Grand juries are a mysterious presence in our polity. Most people have a sense of what a trial is, but the function of the grand jury isn’t always appreciated.
A grand jury isn’t some sort of trial before the trial, making an initial finding of guilt or innocence. Rather it “is the function of the grand jury to determine whether the evidence presented in a specific case is sufficient to establish probable cause to believe that a crime was committed and that a specific individual committed the crime.”  “A finding of probable cause is proper only when the evidence presented to the grand jury, without any explanation being offered by the accused, persuades 12 or more grand jurors that a federal crime has probably been committed by the person accused.”  “The grand jury is not to weigh evidence to determine guilt or innocence.” 
For this reason, “exculpatory evidence will rarely be presented to a grand jury. Because the grand jury’s function is limited, the prosecutor has no duty to present evidence in his possession which tends to negate guilt….Further, an accused has no right to be called as a witness before the grand jury that is considering his or her indictment…, and he or she has ‘no right of cross-examination, or of introducing evidence to rebut the prosecutor’s presentation.’” 
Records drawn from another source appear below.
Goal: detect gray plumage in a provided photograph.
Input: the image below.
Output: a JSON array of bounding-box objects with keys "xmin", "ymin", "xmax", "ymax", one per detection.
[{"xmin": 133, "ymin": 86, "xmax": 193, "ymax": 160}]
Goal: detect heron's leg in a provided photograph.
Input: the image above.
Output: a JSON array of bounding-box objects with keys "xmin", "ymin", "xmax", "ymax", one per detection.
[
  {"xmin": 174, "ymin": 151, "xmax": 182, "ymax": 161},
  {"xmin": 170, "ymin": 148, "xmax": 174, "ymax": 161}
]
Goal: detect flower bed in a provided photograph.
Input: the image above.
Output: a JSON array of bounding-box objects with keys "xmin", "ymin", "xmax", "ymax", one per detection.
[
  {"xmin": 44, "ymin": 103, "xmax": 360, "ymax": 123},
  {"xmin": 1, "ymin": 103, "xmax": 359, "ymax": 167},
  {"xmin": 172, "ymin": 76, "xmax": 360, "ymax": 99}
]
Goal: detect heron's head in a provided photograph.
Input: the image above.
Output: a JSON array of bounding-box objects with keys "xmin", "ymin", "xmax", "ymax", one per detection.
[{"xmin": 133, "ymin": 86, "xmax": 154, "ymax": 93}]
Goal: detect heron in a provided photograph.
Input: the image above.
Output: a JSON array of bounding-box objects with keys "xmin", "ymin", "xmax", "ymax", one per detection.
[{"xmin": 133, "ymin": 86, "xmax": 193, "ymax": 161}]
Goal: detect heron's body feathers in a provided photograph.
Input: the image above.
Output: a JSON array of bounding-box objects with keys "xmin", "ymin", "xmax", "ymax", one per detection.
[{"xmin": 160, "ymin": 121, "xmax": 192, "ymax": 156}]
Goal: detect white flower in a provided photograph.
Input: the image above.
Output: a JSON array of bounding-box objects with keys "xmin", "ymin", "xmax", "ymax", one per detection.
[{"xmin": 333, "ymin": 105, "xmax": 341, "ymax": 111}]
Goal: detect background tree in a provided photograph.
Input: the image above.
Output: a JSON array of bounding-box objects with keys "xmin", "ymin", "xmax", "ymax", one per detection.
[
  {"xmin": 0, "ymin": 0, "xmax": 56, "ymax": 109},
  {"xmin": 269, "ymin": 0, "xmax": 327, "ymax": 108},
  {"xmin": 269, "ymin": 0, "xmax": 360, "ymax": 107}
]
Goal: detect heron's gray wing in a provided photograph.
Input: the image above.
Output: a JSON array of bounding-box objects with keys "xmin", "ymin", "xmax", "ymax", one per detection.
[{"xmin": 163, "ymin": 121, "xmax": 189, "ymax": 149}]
The nation is now about to embark on President Trump’s Senate impeachment trial; and Senate Republicans have been saying that the House managers shouldn’t be allowed to allowed to call witnesses, but “should proceed with the evidence they used to impeach Trump in the House.”  Moreover, they have been echoing “the White House line that the House impeachment hearings violated Trump’s right to due process, despite the fact that the president refused to allow his lawyers to participate in those sessions.”  And now Senate majority Mitch McConnell has “unveiled ground rules on Monday for President Trump’s impeachment trial that would attempt to speed the proceeding along and refuse to admit the evidence against the president unearthed by the House without a separate vote.” 
It really is up to the Senate how it conducts its impeachment trials, and the argument cannot be made that impeachments should be handled exactly like indictments. But it is hard to make the case that impeachments, being quasi-criminal in nature, should be handled nothing like indictments.
The House of Representatives, having “the sole Power of Impeachment,”  stands in the place of a grand jury; the Senate, having “the sole Power to try all Impeachments,”  stands in the place of a trial court. Now it would be preposterous if a trial court refused to let the prosecution call any witnesses because it should have made its entire case in front of the grand jury; or limited the prosecution witnesses to only those who testified in front of the grand jury. The purpose of the impeachment hearings in the House wasn’t to obtain a conviction on the impeachment, but to form the impeachment charges. But Senate Republicans are claiming that the House should have gained testimony sufficient for a conviction before the Senate trial took place; and that while President Trump was obstructing its efforts.
If the Senate decides not to allow witnesses, there is nothing to be done. It has that power. But it should be known by all that the arguments for the Senate to act in that manner are utterly bogus, and outright disingenuous.